This repository contains notebooks and models for detecting cyber threats and classifying attacks using machine learning and deep learning techniques. Following that, real-time implementation was done using synthetic data and self-healing mechanisms were implemented.
This project aims to enhance cybersecurity by implementing the following primary tasks:
- Threat Detection: Using an ensemble of Artificial Neural Networks (ANN) and Long Short-Term Memory (LSTM) models.
- Attack Classification: Using a Decision Tree model to classify different types of attacks.
- Self-Healing Mechanism: Based on attack classification, implementing self-healing mechanisms in real-time.
- Dashboards and Visualisation: Use of dashboards for real-time threat detection and attack classification.
Two different datasets were used to train models in this project.

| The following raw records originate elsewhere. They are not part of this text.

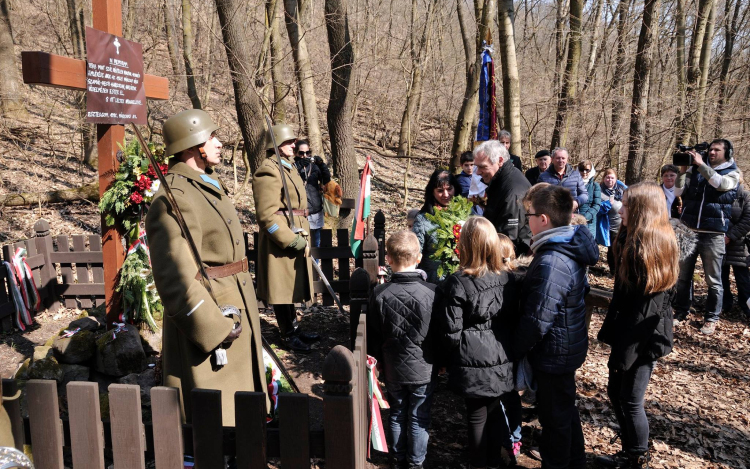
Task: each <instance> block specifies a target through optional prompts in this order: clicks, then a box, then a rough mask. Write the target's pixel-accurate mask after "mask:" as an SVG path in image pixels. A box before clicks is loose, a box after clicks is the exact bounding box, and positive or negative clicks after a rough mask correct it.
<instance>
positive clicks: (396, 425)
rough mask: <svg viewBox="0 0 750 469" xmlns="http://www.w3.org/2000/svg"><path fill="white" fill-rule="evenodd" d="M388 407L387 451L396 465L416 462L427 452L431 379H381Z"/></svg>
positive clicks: (434, 385)
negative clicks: (423, 382)
mask: <svg viewBox="0 0 750 469" xmlns="http://www.w3.org/2000/svg"><path fill="white" fill-rule="evenodd" d="M385 387H386V389H387V390H388V404H389V405H390V407H391V413H390V418H389V422H388V423H389V426H390V433H391V451H392V452H393V454H394V456H395V459H396V462H397V463H398V465H399V466H403V465H404V464H406V463H408V464H410V465H414V466H418V465H420V464H422V463H423V462H424V458H425V455H426V454H427V440H428V438H429V434H428V433H427V429H428V428H429V426H430V408H431V407H432V392H433V390H434V388H435V382H430V383H428V384H398V383H389V382H386V383H385Z"/></svg>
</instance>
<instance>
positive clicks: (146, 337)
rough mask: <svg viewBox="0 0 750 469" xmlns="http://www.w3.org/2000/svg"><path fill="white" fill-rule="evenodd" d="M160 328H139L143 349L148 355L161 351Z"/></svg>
mask: <svg viewBox="0 0 750 469" xmlns="http://www.w3.org/2000/svg"><path fill="white" fill-rule="evenodd" d="M161 331H162V330H161V329H159V330H158V331H156V332H151V331H150V330H148V329H146V328H144V329H143V330H141V339H142V341H143V350H145V352H146V354H148V355H158V354H160V353H161Z"/></svg>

One was the Network Intrusion Detection dataset (CSV format) used to train, test and validate threat detection models. Second was CICIDS2017 (CSV format) which was used to train and test the attack classification model. Both datasets are uploaded to the repository.
This notebook includes the following:
- Data Loading and Preprocessing: Loading the dataset, handling missing values, encoding categorical variables, and feature scaling.
- Model Training:
- ANN Model: Binary classification using a deep neural network.
- LSTM Model: Sequential data classification using LSTM layers.
- Ensemble Model: Combining predictions from ANN and LSTM models.
- Model Evaluation: Accuracy, confusion matrix, ROC curve, and AUC score.
- Model Saving: Saving the trained models and ensemble model.
This notebook includes:
- Data Loading and Preprocessing: Combining multiple datasets, handling missing values, encoding categorical variables, and feature scaling.
- Model Training: Decision Tree model to classify different types of attacks.
- Model Evaluation: Accuracy, confusion matrix, and classification report.
- Model Saving: Saving the trained Decision Tree model.
This notebook includes:
- Real-Time Monitoring: Streaming data, making predictions using the ensemble model, and logging results.
- Visualization: Displaying real-time predictions and plotting attack distribution.
- Self-Healing Dashboard: Using the Decision Tree model for real-time attack classification and visualization.
The following models are trained and saved in this project:
- ANN Model:
ANN_model.h5
- LSTM Model:
LSTM_model.h5
- Ensemble Model:
ensemble_model.pkl
- Decision Tree Model:
decision_tree_model.joblib
Also, note that, these models were originally saved on my drive so they have their paths accordingly. Please change the paths according to your need on your side.
To run the notebooks and scripts in this repository, you need the following libraries:
You can install these dependencies using the following command:
pip install numpy pandas seaborn matplotlib scikit-learn tensorflow joblib
-
Clone the Repository:
git clone https://github.com/your-username/threat-detection-and-attack-classification.git cd threat-detection-and-attack-classification
-
Run the Notebooks: Open the Jupyter notebooks in the order mentioned above and run the cells.
-
Monitor Real-Time Data: Use the Dashboard notebook to visualize and monitor real-time predictions.
-
Analyze Results: Use the saved models to make predictions on new data and analyze the results.
Contributions are welcome! Please fork this repository and submit a pull request for any improvements or new features.
This project is licensed under the MIT License. See the LICENSE file for details.